To mitigate these risks, human oversight remains essential. While AI can handle the heavy lifting by creating a draft that's approximately 70% complete, experts must step in to review and refine the output 17.
The solution lies in adopting tools specifically tailored to the domain. Specialised, enterprise-grade platforms provide a safer alternative to generic AI systems. These tools are designed with M&A-specific conventions in mind, ensure data isolation, and protect sensitive deal information. For example, Axion Lab offers AI-powered due diligence tools that meet strict security standards, including end-to-end encryption, GDPR compliance, zero data retention, and adherence to the EU AI Act. This allows firms to extract early insights without compromising confidentiality.

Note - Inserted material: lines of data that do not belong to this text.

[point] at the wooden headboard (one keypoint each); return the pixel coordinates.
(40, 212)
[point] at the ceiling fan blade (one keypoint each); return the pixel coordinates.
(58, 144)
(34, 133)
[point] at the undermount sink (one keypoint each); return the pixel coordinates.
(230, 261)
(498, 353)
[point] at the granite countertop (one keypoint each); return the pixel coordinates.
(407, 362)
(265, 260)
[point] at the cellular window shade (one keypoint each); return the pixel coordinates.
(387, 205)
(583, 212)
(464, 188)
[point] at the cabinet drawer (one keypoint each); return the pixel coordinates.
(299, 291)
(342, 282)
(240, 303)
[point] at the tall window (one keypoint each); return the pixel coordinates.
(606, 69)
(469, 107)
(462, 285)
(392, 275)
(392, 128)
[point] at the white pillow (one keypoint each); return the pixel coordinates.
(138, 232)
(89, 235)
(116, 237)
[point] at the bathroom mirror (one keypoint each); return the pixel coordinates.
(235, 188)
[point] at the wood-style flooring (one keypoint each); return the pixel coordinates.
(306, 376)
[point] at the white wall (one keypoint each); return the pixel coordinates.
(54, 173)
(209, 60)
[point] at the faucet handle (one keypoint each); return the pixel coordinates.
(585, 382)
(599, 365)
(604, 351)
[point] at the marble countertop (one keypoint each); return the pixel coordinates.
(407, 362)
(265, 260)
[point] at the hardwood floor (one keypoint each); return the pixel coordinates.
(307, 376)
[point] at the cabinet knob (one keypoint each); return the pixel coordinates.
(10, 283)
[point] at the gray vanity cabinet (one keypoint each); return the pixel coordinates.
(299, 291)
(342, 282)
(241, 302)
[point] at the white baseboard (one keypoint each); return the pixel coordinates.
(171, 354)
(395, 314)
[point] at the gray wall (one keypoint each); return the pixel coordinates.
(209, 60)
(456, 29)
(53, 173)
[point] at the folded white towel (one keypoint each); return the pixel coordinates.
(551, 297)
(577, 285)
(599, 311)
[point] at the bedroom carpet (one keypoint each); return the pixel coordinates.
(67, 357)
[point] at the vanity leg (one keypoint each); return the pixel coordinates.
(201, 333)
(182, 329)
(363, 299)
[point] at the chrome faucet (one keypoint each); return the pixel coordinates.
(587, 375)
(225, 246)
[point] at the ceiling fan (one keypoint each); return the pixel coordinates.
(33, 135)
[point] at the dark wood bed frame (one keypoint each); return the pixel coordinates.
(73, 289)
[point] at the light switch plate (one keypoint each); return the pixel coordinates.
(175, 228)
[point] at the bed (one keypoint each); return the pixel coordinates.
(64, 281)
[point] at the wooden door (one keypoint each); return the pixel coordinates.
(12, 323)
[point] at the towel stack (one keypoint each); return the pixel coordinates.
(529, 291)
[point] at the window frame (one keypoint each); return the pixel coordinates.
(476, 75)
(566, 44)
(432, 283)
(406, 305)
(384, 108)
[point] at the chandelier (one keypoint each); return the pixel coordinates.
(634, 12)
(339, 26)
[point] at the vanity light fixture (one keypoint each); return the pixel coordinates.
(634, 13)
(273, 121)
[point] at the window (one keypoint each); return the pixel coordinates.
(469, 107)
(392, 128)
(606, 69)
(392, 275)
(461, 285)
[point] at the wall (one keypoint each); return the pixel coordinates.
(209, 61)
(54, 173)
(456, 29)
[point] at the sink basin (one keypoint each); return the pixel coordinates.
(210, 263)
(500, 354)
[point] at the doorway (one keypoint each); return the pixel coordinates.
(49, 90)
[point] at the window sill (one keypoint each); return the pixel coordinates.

Industry professionals emphasise this balance between AI and human expertise:
"AI handles production tasks - drafting, summarising, analysing. The core of investment banking - relationships, judgement, negotiation, strategic advice - requires human expertise that AI can't replicate" 17.
The firms that will thrive are those that strategically integrate AI into their processes. By building proprietary knowledge bases from past deals and relying on human judgement for critical decisions, they can achieve a powerful synergy.
Security and governance should not be seen as barriers but as the foundation for leveraging AI effectively. This approach ensures firms can embrace AI's benefits while safeguarding confidentiality, maintaining accuracy, and staying compliant.